Samsung link: https://www.samsung.com/us/computin...ssd-t7-shield-usb-3-2-2tb-black-mu-pe2t0s-am/

Best Buy Link: https://www.bestbuy.com/site/samsung-t7-shield-2tb-external-usb-3-2-gen-2-rugged-ssd-ip65-water-resistant-drive-black/6501714.p/

Edit: For some reason, the forum isn't picking up the Best Buy URL as a link, so you'll have to copy and paste it.


----------



## Daren Audio (Oct 11, 2022)

Amazon is currently having another Prime Deal Sale. 
Samsung T7 2TB Shield SSD (Beige) for $170.99!


----------



## Justin L. Franks (Oct 11, 2022)

$180 for non-Prime is also a killer deal!

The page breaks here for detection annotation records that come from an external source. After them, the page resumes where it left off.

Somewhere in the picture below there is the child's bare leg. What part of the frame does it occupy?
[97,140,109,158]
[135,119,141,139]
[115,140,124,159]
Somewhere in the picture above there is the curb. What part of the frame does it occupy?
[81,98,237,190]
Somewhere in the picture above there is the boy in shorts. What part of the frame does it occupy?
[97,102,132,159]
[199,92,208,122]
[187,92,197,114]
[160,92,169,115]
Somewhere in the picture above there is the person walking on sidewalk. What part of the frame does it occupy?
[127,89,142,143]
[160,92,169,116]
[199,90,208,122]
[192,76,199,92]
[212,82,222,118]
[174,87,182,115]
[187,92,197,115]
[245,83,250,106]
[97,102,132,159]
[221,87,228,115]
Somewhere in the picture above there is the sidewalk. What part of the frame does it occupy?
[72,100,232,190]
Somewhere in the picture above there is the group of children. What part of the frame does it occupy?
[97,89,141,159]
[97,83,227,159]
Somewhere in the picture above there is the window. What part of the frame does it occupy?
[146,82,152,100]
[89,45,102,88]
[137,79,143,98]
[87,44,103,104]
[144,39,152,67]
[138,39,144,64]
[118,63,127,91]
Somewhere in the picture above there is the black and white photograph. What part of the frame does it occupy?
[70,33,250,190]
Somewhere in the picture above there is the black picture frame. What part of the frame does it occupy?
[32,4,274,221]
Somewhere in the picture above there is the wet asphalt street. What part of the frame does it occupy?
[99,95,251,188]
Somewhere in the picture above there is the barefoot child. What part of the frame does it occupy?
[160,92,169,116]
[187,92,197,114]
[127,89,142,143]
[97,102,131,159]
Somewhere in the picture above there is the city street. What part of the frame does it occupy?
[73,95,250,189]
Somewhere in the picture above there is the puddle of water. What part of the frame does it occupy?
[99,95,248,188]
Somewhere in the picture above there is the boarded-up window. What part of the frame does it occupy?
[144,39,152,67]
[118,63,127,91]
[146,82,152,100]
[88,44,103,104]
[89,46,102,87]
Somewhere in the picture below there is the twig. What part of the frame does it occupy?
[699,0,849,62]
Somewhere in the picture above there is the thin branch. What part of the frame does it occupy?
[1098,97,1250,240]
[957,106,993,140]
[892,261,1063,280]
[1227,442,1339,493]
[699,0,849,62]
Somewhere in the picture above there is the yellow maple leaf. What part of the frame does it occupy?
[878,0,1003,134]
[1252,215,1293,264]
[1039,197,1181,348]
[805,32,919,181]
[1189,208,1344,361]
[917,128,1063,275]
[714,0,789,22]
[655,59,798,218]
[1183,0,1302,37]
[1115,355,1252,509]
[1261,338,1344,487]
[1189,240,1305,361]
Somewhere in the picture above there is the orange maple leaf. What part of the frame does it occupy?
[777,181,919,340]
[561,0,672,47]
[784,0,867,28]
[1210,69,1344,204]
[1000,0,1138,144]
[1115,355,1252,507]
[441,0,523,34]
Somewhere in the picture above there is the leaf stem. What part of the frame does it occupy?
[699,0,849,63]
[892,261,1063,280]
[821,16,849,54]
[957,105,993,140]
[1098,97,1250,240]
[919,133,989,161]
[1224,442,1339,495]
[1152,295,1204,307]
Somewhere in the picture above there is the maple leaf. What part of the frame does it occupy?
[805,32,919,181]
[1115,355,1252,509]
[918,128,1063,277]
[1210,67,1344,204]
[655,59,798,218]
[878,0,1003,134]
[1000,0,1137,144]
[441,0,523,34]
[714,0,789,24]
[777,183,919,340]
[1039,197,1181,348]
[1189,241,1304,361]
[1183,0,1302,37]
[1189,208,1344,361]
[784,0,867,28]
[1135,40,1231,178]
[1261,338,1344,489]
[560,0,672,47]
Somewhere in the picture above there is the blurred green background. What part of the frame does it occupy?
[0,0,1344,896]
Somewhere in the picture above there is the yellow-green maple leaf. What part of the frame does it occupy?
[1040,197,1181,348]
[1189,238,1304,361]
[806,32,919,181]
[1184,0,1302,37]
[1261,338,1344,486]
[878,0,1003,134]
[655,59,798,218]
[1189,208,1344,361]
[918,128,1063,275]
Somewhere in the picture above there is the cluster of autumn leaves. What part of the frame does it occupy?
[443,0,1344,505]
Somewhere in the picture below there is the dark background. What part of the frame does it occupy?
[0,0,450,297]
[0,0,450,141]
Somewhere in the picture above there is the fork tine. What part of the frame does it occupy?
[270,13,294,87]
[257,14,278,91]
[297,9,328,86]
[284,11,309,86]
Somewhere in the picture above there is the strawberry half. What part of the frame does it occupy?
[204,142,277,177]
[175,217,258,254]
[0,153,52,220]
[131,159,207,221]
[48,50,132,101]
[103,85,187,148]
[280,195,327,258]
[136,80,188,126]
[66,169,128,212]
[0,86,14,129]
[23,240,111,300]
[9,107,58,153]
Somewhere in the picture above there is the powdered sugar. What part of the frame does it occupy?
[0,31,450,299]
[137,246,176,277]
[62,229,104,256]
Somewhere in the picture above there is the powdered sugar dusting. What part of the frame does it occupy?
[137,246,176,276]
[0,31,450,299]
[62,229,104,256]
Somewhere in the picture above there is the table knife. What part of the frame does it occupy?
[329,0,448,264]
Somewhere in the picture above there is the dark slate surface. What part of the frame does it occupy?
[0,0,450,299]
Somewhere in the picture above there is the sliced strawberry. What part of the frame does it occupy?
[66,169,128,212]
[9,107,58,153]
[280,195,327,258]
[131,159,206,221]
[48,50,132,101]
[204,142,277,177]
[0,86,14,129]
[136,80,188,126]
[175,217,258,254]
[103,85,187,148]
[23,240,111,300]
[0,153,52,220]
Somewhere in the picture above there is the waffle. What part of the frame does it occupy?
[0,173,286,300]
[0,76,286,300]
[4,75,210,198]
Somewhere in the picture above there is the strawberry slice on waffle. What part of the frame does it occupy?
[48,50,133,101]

Also available for the same price in black.


----------



## Daren Audio (Oct 12, 2022)

Price dropped to $157 Prime Deal or $166 non-prime!


----------



## Justin L. Franks (Oct 12, 2022)

Holy crap.


----------



## Justin L. Franks (Nov 13, 2022)

Down to $149.99 in pre-Black Friday sales.

I really can't see this going any lower anytime soon, even for Black Friday / Cyber Monday. $149.99 for a high quality ruggedized 2 TB external SSD is insane.


----------



## Daren Audio (Nov 13, 2022)

Wowzers! Yeah definitely the lowest yet.


----------